The Goose Waltzer: A Novel by Samantha Leigh Miller

The Goose Waltzer: A Novel by Samantha Leigh Miller

Author:Samantha Leigh Miller [Miller, Samantha Leigh]
Language: eng
Format: epub
Publisher: Sleigh Books
Published: 2024-06-15T00:00:00+00:00


Clare

In the summer of 1985, it seemed that every day the newspaper brought stories of bombs exploding and airplanes falling from the sky. In May, the City of Philadelphia dropped a bomb from a helicopter onto a residential neighborhood to flush out members of MOVE—an anti-technology group who, among other misdeeds, were allegedly (and perhaps ironically) stockpiling weapons to promote their cause. The ensuing fire destroyed more than sixty homes and killed eleven people, including five children. Testosterone crossed with accessibility. Men with guns can always find a reason, if not reason, and this world provides those in spades. Clare couldn’t be sure if her mother was talking about the members of MOVE or the Philadelphia police. Most likely, though, her mother would not have seen the need to differentiate.
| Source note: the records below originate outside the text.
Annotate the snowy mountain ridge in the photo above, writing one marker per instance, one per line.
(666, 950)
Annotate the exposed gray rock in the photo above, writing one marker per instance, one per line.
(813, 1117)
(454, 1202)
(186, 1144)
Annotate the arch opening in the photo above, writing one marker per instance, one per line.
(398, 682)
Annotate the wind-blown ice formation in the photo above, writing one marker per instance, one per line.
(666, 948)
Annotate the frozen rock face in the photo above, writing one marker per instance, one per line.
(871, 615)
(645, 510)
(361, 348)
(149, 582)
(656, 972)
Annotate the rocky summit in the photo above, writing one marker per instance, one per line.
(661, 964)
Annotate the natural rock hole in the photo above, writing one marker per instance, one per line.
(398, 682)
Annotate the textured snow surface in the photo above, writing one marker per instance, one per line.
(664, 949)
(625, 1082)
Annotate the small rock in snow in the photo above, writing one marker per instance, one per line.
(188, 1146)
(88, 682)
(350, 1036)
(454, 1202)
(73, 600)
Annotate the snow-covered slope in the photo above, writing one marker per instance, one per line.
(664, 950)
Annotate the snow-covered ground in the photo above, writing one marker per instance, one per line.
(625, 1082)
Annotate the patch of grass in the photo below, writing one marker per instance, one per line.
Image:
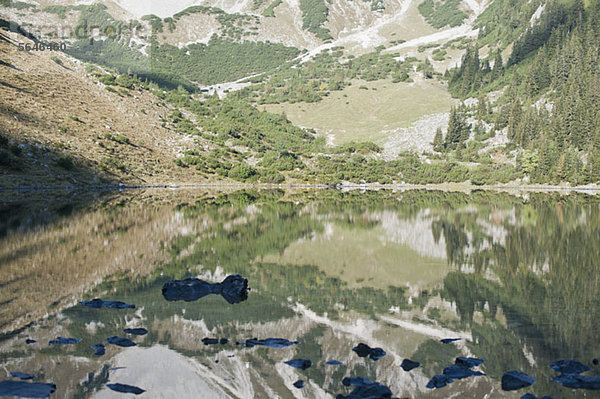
(270, 10)
(368, 112)
(314, 16)
(65, 163)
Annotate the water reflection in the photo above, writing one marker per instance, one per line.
(514, 278)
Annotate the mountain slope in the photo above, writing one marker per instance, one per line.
(59, 127)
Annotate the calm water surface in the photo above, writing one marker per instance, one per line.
(516, 278)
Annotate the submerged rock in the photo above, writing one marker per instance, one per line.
(99, 303)
(364, 350)
(120, 341)
(214, 341)
(301, 364)
(449, 340)
(277, 343)
(234, 289)
(365, 388)
(126, 388)
(408, 365)
(513, 380)
(99, 349)
(439, 381)
(469, 361)
(458, 372)
(24, 389)
(577, 381)
(64, 341)
(569, 367)
(333, 363)
(22, 376)
(136, 331)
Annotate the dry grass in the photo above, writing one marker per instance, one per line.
(56, 111)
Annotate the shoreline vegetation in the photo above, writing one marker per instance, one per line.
(345, 186)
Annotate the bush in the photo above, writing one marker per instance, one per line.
(242, 172)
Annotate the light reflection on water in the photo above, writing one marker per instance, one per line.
(515, 279)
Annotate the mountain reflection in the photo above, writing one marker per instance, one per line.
(514, 278)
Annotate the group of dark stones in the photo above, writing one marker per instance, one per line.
(234, 289)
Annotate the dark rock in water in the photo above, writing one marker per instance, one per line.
(99, 303)
(363, 350)
(276, 343)
(458, 372)
(449, 340)
(569, 367)
(214, 341)
(126, 388)
(439, 381)
(120, 341)
(234, 289)
(64, 341)
(301, 364)
(22, 376)
(577, 381)
(469, 361)
(365, 388)
(347, 381)
(24, 389)
(377, 353)
(99, 349)
(513, 380)
(408, 365)
(136, 331)
(333, 363)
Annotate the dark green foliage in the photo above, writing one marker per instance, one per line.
(503, 21)
(314, 16)
(155, 22)
(242, 172)
(558, 59)
(440, 13)
(555, 16)
(220, 60)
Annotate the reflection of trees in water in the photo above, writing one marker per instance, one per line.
(548, 266)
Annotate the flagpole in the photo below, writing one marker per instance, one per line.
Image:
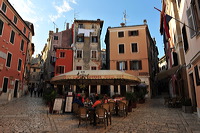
(177, 20)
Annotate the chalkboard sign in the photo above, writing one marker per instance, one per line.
(68, 107)
(58, 104)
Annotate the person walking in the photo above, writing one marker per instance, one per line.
(31, 90)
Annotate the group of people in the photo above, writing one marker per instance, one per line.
(92, 101)
(36, 91)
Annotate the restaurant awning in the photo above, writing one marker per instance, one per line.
(167, 73)
(96, 77)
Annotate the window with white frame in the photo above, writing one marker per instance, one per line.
(5, 84)
(122, 65)
(79, 53)
(4, 6)
(121, 48)
(134, 47)
(19, 65)
(22, 45)
(12, 37)
(1, 26)
(136, 65)
(60, 69)
(9, 58)
(15, 20)
(93, 54)
(62, 54)
(191, 22)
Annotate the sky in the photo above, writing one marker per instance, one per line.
(48, 15)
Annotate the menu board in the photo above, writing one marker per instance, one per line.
(58, 104)
(68, 107)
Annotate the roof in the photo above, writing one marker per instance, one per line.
(96, 77)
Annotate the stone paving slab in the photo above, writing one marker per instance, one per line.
(29, 114)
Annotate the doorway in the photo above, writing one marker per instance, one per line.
(193, 92)
(16, 88)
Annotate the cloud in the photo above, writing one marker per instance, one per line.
(27, 10)
(73, 1)
(63, 8)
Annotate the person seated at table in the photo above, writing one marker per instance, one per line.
(78, 100)
(97, 102)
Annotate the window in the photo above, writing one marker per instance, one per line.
(79, 53)
(62, 54)
(5, 84)
(116, 88)
(4, 7)
(19, 65)
(22, 45)
(80, 25)
(122, 65)
(185, 40)
(93, 54)
(24, 30)
(134, 47)
(121, 48)
(60, 69)
(1, 26)
(93, 88)
(93, 68)
(136, 65)
(80, 38)
(121, 34)
(12, 37)
(55, 37)
(191, 22)
(133, 33)
(8, 62)
(94, 39)
(196, 69)
(78, 68)
(15, 20)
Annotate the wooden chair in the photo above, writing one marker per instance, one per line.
(122, 108)
(107, 107)
(101, 115)
(112, 107)
(83, 115)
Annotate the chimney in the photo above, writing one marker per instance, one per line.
(67, 26)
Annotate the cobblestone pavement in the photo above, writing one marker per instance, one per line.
(29, 114)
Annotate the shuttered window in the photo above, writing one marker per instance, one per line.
(1, 26)
(191, 21)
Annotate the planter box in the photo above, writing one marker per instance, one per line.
(187, 109)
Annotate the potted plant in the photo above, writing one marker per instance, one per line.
(49, 97)
(187, 105)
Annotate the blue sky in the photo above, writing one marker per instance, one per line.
(50, 14)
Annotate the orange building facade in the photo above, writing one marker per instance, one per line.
(15, 38)
(128, 50)
(64, 60)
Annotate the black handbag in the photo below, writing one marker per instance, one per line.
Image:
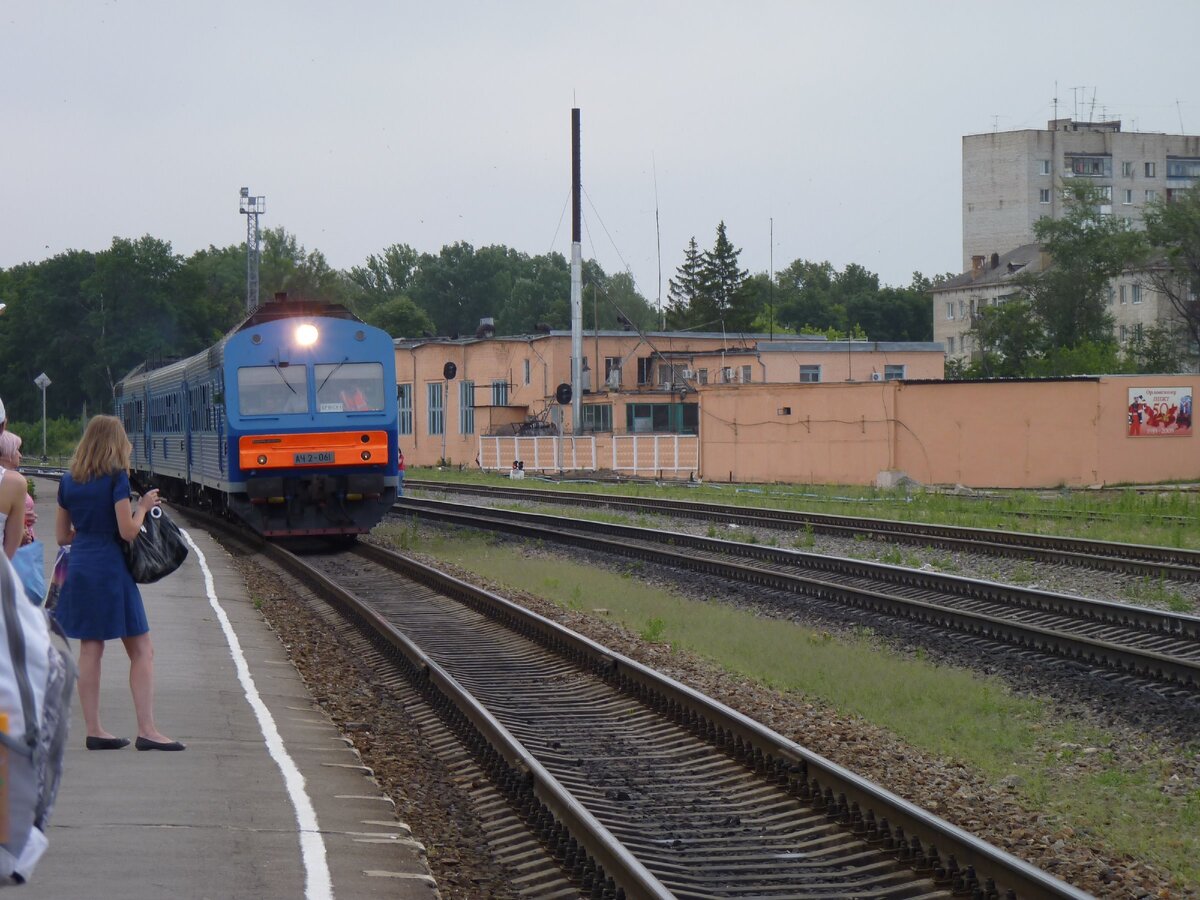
(157, 551)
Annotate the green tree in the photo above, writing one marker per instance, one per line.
(1174, 269)
(400, 317)
(685, 292)
(1089, 249)
(1008, 339)
(285, 265)
(1158, 348)
(723, 282)
(384, 277)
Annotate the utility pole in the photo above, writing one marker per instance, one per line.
(251, 208)
(576, 280)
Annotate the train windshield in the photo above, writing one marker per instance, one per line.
(273, 390)
(349, 387)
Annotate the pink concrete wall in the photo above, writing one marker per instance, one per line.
(999, 435)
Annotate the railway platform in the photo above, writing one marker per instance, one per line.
(268, 801)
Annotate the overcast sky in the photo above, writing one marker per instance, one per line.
(371, 123)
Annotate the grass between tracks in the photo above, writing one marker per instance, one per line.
(1067, 769)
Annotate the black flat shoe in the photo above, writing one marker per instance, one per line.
(148, 744)
(106, 743)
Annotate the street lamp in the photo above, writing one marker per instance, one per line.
(251, 208)
(43, 382)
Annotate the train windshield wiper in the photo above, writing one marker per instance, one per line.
(347, 359)
(282, 378)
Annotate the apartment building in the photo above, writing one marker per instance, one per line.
(1011, 179)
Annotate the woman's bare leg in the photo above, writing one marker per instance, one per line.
(141, 652)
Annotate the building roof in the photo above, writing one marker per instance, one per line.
(997, 269)
(851, 347)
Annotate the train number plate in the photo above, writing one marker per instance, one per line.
(315, 457)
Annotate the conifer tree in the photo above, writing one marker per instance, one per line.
(685, 288)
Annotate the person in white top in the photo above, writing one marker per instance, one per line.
(12, 501)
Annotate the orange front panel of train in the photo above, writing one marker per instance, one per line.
(293, 451)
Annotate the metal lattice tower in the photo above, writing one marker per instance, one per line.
(252, 208)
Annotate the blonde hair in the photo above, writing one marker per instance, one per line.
(10, 447)
(103, 450)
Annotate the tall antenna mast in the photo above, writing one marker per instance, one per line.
(658, 241)
(251, 208)
(576, 280)
(771, 257)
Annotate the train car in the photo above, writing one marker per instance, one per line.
(288, 423)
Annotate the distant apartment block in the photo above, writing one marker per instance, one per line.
(1011, 179)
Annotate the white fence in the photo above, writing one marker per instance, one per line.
(539, 454)
(655, 453)
(629, 454)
In June, Sikh militants detonated one bomb on Air India Flight 182 over the Atlantic Ocean, killing 329 passengers, and placed a second bomb intended for Air India Flight 301 at the Narita International Airport in Tokyo. The second bomb killed two baggage handlers when it exploded an hour early, due to a daylight savings time miscalculation. Such literary symmetry, Clare’s mother mused while she read the article, that an arbitrary Western construct should play both the cause and the downfall of their plan. Life answers so many of its own questions.
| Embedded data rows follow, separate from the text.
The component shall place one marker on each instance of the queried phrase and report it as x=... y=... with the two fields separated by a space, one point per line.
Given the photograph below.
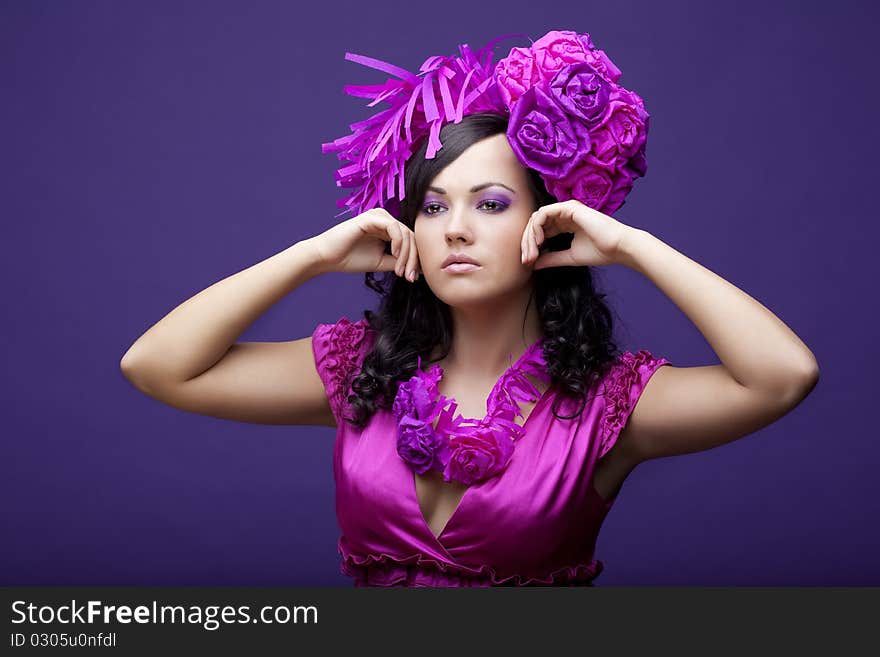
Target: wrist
x=629 y=245
x=309 y=257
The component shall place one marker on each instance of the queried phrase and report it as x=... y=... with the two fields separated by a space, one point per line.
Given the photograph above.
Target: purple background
x=150 y=149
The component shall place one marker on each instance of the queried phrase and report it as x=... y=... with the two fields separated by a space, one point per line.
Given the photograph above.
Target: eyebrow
x=475 y=188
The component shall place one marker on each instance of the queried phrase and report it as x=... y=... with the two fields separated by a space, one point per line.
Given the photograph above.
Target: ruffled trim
x=419 y=571
x=620 y=398
x=342 y=343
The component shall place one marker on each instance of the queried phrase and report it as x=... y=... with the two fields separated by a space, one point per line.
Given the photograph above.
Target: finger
x=403 y=255
x=394 y=237
x=527 y=242
x=413 y=262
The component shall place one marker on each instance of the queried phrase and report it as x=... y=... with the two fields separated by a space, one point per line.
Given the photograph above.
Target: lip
x=458 y=258
x=461 y=267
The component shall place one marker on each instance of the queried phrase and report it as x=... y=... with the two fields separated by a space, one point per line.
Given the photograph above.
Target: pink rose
x=515 y=74
x=543 y=137
x=474 y=457
x=581 y=91
x=622 y=131
x=559 y=48
x=600 y=61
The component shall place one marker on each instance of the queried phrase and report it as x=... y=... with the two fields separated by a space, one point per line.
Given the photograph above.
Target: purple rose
x=581 y=91
x=474 y=457
x=595 y=185
x=417 y=444
x=543 y=137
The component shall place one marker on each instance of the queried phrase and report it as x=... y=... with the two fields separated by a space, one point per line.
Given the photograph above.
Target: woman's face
x=461 y=216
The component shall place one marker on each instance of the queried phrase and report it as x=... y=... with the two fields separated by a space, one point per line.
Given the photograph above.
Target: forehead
x=489 y=159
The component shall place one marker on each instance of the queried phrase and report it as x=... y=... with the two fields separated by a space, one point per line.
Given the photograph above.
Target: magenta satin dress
x=534 y=524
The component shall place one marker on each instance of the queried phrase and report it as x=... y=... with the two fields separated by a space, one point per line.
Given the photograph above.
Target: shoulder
x=621 y=387
x=343 y=337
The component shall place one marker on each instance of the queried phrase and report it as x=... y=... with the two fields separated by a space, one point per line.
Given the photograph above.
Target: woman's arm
x=766 y=369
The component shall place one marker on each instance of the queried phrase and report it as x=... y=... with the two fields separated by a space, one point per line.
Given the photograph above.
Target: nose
x=458 y=226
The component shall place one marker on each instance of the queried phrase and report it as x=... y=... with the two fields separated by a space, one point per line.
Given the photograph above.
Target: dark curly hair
x=411 y=322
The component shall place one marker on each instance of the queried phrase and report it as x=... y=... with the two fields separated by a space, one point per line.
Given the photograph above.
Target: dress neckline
x=510 y=388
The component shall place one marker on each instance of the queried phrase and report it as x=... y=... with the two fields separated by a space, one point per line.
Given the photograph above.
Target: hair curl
x=578 y=346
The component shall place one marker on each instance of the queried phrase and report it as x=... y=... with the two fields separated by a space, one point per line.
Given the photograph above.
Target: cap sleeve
x=623 y=385
x=339 y=350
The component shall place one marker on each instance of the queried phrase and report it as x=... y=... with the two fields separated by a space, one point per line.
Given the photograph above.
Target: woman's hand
x=597 y=237
x=358 y=245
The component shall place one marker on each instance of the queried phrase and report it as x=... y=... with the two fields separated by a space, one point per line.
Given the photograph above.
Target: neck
x=489 y=338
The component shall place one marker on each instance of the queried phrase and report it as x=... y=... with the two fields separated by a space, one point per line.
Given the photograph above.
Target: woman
x=485 y=421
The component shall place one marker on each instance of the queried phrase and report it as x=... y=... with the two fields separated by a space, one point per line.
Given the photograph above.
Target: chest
x=438 y=500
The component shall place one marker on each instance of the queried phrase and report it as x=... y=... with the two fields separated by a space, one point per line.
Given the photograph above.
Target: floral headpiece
x=568 y=119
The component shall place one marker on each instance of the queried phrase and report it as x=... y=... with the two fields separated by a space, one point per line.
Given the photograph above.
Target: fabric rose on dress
x=476 y=456
x=417 y=443
x=543 y=138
In July, the French government ordered the bombing of the Rainbow Warrior, a ship that sailed for Greenpeace and was bound for a protest against nuclear testing in Moruroa. The Rainbow Warrior, only a man would choose such a name for a ship of peace.

And in August, Alice Lyndsay sat at the kitchen table, laughing until tears streamed down the sharp corners of her face over a newspaper article describing the rainy microburst that had caused the crash of Delta Air Flight 191. Brought down by nature’s bomb, her mother said between gasps for air, oh I love it when she kicks a little ass.

That her mother wasn’t sleeping was evident by the pile of books that grew all around and on top of the kitchen table and had, by September, spread like growing mold into the living room and halfway up the staircase. That her mother wasn’t eating meant Clare was forced to forage in top cupboards for half-empty boxes of stale rice and dusty-tasting crackers, or linger until dinnertime at the Hallam house, though Clare often preferred an empty stomach to the crawling sensation created in her chest under the pitiful gaze of her kind-hearted neighbors.

When her mother did remember to bring home food, it was an elaborate affair—pots of boiling oil-tainted water, casserole dishes filled with only milk and flour finding space on top of the refrigerator or in the windowsills, chopped and bloodied meats arranged in strips on the cutting board. Clare’s mother ripped open bags and poured ingredients, wiped baking soda into her hair, and swayed to her Doors LP that replayed deep grooves in the vinyl from the living room cabinet (…waiting for the sun…waiting for you to tell me what went wrong…) long into the night.